Upasana Pattanayak

Abstract Others Children

4.9  

Upasana Pattanayak

Abstract Others Children

The Value Of Science

The Value Of Science

4 mins
412


Science has changed the very nature of our daily life. Our life today is set on a different plan from that which our fathers followed, and this has been due to the influence of science. Science has increased the tempo of life: it has multiplied the range of our occupations; it has added to the extent of our leisure; it has bestowed upon us comforts and amenities undreamt of by our forefathers. Today science is the servant of a privileged few who can purchase the services of those who are the masters of scientific knowledge and utilize them for their private profit and personal well-being; tomorrow science will be the willing handmaiden of humanity made free in its economic life to utilize all the benefits that science has created. Let us, however, examine what exactly science has done for us so far.

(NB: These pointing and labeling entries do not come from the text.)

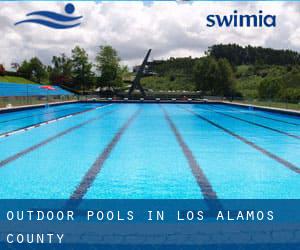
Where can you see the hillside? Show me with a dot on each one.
(15, 79)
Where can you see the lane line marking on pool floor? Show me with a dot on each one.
(262, 116)
(201, 179)
(256, 124)
(50, 139)
(280, 160)
(94, 170)
(27, 128)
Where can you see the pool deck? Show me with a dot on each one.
(19, 108)
(263, 108)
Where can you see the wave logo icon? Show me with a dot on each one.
(54, 20)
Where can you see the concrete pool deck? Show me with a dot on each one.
(108, 100)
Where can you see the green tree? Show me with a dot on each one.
(38, 70)
(33, 70)
(108, 65)
(224, 84)
(205, 74)
(61, 71)
(81, 69)
(2, 70)
(270, 88)
(213, 76)
(25, 69)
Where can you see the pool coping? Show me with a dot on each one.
(33, 106)
(263, 108)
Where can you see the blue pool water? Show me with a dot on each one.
(149, 151)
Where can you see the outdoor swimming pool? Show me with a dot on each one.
(124, 150)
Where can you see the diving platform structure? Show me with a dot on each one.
(136, 84)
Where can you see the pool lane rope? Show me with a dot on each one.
(94, 170)
(280, 160)
(24, 129)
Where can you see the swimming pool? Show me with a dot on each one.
(196, 151)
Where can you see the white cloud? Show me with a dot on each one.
(170, 29)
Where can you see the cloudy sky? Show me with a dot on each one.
(169, 28)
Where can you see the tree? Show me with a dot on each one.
(270, 88)
(214, 76)
(108, 65)
(81, 69)
(25, 69)
(2, 70)
(225, 78)
(38, 70)
(33, 70)
(205, 72)
(61, 71)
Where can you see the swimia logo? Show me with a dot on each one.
(54, 20)
(238, 20)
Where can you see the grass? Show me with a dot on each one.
(273, 104)
(15, 79)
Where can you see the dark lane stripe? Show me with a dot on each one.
(48, 121)
(93, 171)
(266, 117)
(283, 162)
(256, 124)
(50, 139)
(202, 180)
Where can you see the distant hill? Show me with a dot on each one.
(15, 79)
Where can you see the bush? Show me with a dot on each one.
(2, 70)
(290, 95)
(270, 88)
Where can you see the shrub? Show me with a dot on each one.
(270, 88)
(2, 70)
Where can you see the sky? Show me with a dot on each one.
(171, 29)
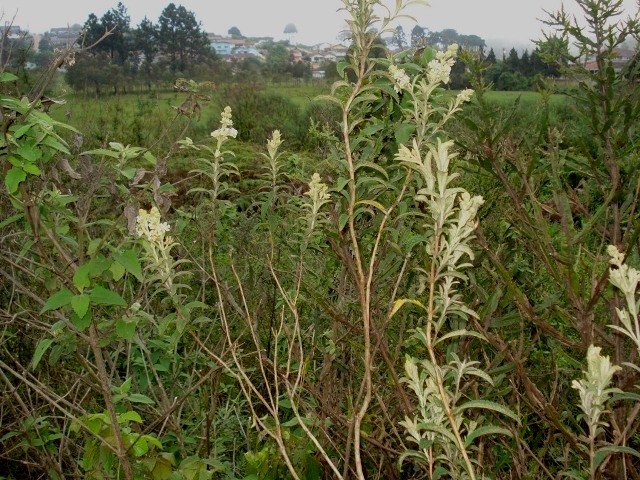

First, as regards our food, science has given us an insight into the nutritive value of the food that we take. It has demonstrated the respective merits of cooked and uncooked food. It has analyzed and classified the various constituents of our diet according to their vitamin content, caloric value, mineral basis, etc. It has explained to us the elements that make a balanced diet. We can take into account all this knowledge of food materials that science has placed at our disposal, and utilize it in re-arranging our diet. During the War, though England people were placed on a severely rationed diet, it was found that the general health of the people showed definite improvement because the Food Ministry had so arranged that the limited ration had the maximum caloric value. With the help, of all this knowledge the State can provide school children with cheap but nutritious food in order to build up the physique of future generations. This shows how much science can contribute to the improvement of national well-being.

Secondly, let us consider the next item of our necessity-our dress. Modern science has taught us the utility of light dress in a tropical country. It has demonstrated the overwhelming importance of sunlight to the tissues of the body, and the need, therefore, of seeing that the body is exposed to the rays of the sun, and benefits thereby. It has warned us against the evil effects of cramping our bodies in tight-fitting clothes. It has shown how the light garments worn in the tropics is better suited than European costume. This has been responsible for destroying a good deal of snobbery in the matter of dress that we had acquired in our eagerness to imitate the West.

Thirdly, science has shown us how we can do a greater volume of work in a shorter time and with less physical labour. It has placed at our disposal innumerable labor-saving devices, so that, in these days of shortage of servants, life can become far less difficult than it is. The typewriter, the computing machine, the telephone, the motor car, the electric fan and light, the refrigerator-all these and many others show how much work we can do with minimum labor. They save us from the mechanical drudgery of manual work and thus enable us to do much more work than our ancestors. At the same time, they create plenty of leisure which we may devote to the culture of body and mind. The modern man is thus enabled to live a full and many-sided life.


Fourthly, in our sickness, we feel more than ever the benefits of science. The physician and the surgeon are today much more sure in their diagnosis of diseases and much more confident in their ability to cure or to control them. The microscope, the X-ray, the radium, the ultraviolet rays-all these have come as real blessings and boons to humanity. With the growth of chemical and bacteriological sciences, the treatment of diseases has been very much simplified. Wonder drugs like penicillin and streptomycin have proved specific medicines in the cure of diseases that were formerly not amenable to treatment.

The services of science in providing us with cheap and innocent amusement are equally great. The radio has helped to soothe our over-wrought nerves with light music and with other means of refreshment and recreation. Equally exhilarating is the gramophone which is a happy supplement to the radio. Outside the home, we can drop in at a cinema-house and escape for a time from the worries of life. Even the theatre is something infinitely superior to what it used to be, and, with the help of scientific devices, is able to imitate more convincingly the realities of life.

Thus in our daily life science has been of the greatest help and benefit to us. It is difficult to say how much we owe to science in the affairs of our daily life. In fact, we are hardly conscious of the many amenities which science has brought; we think as little of them as we do of the gifts of Nature.